Do you make him transition fast? That can be really hard on people.

"You'll need to change activities in 5 minutes" or in a game "One more turn then we're done"

Even maybe with a visual clock for how much time is left. The visual analog timer clock things are cool.

Suddenly asking for a transition is very sudden.

The other way to approach it is to transition to something short and nicer, and then down to what you're wanting to do. Thing that is liked -> Thing that is liked more -> Thing that is liked less
Where thing in the middle is shorter and less getting stuck in it mentally, but the increased preference makes the transition to it from the first easier.
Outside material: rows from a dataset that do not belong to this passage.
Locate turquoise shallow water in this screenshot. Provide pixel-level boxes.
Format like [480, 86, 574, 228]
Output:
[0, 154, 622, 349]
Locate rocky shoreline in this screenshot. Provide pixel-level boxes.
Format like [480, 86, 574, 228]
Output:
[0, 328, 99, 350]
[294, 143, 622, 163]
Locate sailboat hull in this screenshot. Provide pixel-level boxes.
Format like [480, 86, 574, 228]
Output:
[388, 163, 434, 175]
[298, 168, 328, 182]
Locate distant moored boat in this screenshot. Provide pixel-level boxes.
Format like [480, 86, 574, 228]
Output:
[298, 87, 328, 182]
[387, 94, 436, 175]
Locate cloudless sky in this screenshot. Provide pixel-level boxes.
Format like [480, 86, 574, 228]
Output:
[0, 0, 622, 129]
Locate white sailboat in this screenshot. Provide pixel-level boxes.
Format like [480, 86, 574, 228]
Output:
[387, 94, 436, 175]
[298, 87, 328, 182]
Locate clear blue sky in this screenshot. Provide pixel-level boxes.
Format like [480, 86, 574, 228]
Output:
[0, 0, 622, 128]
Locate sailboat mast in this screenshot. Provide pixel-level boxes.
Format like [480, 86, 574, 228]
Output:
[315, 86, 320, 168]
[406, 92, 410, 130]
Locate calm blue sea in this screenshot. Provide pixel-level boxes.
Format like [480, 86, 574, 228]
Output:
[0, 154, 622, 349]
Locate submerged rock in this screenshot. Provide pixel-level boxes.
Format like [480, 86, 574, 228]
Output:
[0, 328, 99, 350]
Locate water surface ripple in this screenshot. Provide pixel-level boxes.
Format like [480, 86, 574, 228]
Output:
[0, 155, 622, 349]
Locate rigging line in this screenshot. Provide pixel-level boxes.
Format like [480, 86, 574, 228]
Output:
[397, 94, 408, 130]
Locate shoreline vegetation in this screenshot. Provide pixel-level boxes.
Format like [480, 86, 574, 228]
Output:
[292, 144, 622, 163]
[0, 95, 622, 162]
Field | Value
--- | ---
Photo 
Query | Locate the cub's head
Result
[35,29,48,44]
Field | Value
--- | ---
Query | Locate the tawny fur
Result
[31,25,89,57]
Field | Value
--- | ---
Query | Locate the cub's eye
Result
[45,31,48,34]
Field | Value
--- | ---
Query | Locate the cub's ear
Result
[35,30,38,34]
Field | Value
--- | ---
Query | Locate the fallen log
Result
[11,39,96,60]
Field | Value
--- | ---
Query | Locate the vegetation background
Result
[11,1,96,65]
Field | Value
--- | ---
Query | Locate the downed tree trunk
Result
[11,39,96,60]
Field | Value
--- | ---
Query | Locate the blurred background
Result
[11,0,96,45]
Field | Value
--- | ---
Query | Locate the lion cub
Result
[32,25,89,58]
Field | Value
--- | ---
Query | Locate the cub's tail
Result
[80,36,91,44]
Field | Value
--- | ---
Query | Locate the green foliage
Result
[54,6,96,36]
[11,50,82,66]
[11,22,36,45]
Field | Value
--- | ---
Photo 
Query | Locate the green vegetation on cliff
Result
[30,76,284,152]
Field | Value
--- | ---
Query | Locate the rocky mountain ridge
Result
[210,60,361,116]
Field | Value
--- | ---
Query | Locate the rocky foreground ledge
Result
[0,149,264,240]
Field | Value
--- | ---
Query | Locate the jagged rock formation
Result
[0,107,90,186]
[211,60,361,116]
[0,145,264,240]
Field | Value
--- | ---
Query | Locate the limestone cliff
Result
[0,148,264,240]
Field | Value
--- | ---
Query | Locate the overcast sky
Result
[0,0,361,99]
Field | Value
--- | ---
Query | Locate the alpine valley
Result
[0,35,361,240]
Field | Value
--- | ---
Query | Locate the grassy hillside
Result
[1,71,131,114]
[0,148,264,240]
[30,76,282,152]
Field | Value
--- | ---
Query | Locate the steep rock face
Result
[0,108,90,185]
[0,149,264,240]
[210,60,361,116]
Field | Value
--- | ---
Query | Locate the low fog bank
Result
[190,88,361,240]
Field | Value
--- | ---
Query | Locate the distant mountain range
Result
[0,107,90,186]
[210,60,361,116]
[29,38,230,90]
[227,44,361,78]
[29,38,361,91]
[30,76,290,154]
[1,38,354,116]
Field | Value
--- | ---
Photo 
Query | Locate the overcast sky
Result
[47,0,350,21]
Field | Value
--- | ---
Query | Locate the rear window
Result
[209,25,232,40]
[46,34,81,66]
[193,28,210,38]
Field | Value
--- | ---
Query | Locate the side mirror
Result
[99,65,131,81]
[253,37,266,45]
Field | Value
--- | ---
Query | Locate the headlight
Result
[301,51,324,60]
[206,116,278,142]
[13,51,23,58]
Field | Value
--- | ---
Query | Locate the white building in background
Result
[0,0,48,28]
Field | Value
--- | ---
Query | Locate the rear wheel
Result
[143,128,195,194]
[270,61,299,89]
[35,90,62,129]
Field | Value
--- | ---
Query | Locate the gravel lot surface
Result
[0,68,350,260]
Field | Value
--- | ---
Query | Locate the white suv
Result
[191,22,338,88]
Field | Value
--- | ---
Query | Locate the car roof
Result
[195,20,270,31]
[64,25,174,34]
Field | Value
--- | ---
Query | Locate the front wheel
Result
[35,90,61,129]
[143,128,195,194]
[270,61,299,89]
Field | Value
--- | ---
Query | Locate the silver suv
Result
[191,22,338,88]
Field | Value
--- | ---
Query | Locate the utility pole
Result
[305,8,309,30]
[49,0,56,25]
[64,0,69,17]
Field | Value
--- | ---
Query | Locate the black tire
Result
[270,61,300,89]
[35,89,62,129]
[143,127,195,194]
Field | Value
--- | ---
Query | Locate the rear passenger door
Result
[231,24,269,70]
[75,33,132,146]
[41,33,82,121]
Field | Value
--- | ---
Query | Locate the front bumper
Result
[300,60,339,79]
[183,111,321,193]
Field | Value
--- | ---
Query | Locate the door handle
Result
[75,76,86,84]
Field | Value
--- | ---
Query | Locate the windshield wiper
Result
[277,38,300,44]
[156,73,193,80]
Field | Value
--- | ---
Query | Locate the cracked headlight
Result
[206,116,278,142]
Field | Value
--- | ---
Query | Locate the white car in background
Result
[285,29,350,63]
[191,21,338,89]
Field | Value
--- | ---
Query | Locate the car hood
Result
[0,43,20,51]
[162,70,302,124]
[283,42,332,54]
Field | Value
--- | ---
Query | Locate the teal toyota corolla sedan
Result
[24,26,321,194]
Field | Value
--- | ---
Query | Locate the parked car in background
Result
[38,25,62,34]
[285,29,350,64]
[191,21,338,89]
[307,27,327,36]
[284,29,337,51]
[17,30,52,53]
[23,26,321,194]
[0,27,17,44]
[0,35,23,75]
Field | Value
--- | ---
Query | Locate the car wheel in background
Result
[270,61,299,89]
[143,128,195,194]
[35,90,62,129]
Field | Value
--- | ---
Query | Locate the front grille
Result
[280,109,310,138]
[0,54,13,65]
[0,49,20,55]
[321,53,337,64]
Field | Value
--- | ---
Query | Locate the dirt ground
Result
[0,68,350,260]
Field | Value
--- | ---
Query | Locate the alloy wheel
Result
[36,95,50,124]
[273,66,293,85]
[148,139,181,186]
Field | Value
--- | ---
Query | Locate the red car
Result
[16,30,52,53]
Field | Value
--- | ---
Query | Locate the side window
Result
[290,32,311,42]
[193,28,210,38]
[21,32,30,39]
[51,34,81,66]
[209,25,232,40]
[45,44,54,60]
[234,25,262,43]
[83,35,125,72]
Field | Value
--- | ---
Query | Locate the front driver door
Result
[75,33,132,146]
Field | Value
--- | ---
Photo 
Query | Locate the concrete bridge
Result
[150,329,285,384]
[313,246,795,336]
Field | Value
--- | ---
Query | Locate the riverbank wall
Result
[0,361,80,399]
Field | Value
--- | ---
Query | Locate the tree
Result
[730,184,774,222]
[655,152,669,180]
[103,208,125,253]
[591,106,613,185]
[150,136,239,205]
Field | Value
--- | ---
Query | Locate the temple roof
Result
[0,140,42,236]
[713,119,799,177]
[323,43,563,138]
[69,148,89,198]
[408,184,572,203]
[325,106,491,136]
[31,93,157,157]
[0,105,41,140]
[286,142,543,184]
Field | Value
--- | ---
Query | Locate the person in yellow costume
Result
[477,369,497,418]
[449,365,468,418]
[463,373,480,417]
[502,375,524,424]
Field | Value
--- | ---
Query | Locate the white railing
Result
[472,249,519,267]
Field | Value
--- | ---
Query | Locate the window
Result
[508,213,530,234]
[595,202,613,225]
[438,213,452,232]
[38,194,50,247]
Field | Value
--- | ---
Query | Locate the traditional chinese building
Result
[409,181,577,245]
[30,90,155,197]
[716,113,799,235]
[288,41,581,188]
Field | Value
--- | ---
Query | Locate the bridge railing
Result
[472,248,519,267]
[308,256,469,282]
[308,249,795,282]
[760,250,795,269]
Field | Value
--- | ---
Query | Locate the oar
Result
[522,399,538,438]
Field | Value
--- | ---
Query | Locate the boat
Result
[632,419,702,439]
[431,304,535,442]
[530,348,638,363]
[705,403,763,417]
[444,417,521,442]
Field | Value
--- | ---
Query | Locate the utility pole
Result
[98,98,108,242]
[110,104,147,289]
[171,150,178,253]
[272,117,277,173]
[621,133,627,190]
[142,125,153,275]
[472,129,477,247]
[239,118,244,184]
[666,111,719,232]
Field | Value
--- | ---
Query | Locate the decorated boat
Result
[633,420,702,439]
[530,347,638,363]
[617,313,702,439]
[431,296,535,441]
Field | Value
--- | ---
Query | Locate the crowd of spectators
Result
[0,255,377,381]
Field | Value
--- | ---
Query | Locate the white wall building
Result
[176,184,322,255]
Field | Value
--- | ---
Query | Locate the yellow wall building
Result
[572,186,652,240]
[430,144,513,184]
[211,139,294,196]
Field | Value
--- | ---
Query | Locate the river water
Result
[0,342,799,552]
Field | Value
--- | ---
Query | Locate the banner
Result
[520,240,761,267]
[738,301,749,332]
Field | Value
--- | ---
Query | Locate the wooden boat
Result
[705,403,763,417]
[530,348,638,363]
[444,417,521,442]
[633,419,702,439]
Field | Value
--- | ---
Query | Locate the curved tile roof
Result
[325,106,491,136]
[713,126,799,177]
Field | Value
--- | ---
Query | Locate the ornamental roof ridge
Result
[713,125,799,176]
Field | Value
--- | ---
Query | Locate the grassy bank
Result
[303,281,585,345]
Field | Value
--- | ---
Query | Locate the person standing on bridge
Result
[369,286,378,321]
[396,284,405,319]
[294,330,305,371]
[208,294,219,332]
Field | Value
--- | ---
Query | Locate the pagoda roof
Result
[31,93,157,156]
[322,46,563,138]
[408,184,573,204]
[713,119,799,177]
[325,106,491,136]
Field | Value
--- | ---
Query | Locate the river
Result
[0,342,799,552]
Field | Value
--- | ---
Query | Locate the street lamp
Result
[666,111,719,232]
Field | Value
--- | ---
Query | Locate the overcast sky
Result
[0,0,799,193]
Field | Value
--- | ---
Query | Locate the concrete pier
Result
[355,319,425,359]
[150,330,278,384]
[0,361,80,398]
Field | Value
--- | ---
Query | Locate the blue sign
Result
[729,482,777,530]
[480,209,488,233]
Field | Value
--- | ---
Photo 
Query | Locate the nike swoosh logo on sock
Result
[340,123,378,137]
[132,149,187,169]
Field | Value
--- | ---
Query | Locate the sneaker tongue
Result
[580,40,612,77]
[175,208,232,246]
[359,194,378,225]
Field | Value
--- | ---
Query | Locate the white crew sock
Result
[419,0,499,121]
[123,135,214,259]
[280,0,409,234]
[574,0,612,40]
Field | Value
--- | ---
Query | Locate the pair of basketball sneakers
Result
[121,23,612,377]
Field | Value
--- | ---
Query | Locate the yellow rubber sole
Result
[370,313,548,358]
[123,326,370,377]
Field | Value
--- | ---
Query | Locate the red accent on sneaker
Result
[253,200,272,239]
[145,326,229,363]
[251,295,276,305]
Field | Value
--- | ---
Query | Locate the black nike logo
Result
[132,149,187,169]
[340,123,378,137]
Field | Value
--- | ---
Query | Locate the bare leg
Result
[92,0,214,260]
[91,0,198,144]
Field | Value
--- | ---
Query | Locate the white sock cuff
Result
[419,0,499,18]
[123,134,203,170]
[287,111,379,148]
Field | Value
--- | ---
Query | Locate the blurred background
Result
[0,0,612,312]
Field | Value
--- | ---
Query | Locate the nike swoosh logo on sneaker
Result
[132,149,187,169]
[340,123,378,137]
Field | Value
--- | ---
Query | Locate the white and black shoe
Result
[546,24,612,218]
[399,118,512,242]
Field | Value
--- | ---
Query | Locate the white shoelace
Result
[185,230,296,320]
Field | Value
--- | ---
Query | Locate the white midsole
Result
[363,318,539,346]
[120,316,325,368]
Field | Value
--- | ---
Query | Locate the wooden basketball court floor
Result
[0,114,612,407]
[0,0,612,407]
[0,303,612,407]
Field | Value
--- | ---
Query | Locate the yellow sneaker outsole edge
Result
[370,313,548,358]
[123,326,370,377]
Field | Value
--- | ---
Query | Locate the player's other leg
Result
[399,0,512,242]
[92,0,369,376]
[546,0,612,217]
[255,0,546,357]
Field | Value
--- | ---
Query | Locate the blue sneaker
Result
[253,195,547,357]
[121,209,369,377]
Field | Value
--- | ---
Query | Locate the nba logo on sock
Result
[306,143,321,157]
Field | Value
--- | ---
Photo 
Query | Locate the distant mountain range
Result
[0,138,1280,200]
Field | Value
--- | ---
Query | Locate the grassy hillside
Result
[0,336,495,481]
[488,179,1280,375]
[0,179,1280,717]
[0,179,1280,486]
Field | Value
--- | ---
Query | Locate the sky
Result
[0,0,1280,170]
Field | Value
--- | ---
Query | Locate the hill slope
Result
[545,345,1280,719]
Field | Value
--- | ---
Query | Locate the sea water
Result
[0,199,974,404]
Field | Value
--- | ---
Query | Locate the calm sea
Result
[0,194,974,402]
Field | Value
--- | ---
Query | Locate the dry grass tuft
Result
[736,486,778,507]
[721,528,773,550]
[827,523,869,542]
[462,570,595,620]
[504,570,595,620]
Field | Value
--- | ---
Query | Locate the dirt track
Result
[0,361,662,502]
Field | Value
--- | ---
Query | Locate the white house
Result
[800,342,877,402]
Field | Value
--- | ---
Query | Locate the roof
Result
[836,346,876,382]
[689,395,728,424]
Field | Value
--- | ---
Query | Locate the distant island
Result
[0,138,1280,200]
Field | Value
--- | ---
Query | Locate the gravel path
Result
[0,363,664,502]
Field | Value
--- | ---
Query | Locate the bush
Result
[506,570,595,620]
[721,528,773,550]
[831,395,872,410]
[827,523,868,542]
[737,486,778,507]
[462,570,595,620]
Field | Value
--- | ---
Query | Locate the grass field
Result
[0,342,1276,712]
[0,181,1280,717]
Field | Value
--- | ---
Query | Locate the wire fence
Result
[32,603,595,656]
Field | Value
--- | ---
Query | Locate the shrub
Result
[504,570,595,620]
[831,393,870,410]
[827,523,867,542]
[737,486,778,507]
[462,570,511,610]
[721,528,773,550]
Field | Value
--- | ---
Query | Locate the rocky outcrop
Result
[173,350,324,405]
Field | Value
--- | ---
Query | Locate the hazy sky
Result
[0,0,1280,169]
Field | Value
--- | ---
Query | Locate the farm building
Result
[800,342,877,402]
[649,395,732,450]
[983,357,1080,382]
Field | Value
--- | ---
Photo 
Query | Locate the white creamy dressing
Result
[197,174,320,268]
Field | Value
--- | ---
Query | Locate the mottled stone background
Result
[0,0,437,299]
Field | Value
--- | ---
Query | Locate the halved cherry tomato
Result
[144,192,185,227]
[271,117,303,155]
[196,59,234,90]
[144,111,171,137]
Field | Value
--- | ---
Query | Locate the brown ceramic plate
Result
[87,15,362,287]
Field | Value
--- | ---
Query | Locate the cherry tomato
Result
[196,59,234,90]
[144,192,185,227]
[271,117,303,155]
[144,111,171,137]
Similarly, stepping down, and organizing what order things are in so it goes
Special Thing! -> Fun predictable thing -> Thing that's not as nice
makes transitions easier than going Special Thing -> Thing that's not as nice
(Like in a school: Party -> Recess -> Schoolwork instead of Party -> Schoolwork)
(11-10-2013, 03:06 AM)megola Wrote: [ -> ](...) - the transition out of it to something else is usually volatile.(...) how I can handle this. One is to ignore him.(...)
Ignoring reminds me of people who think his behavior is due to 'attention seeking'. People thought that about me. But it is a mistake, attention seeking is not the issue and that's why it did not help me at all. It only made me feel misunderstood and ignored. Cause definately there is a problem. But the problem is because of its complexity not so easy to resolve. Tuttleturtle gives a good advice I think.
Definitely count down to any change - 10 minutes, 8, 5, 3, 1. Then stick with it. Be consistent with it so they get to know that you mean it, so they need to understand what "2 more minutes and then..." means.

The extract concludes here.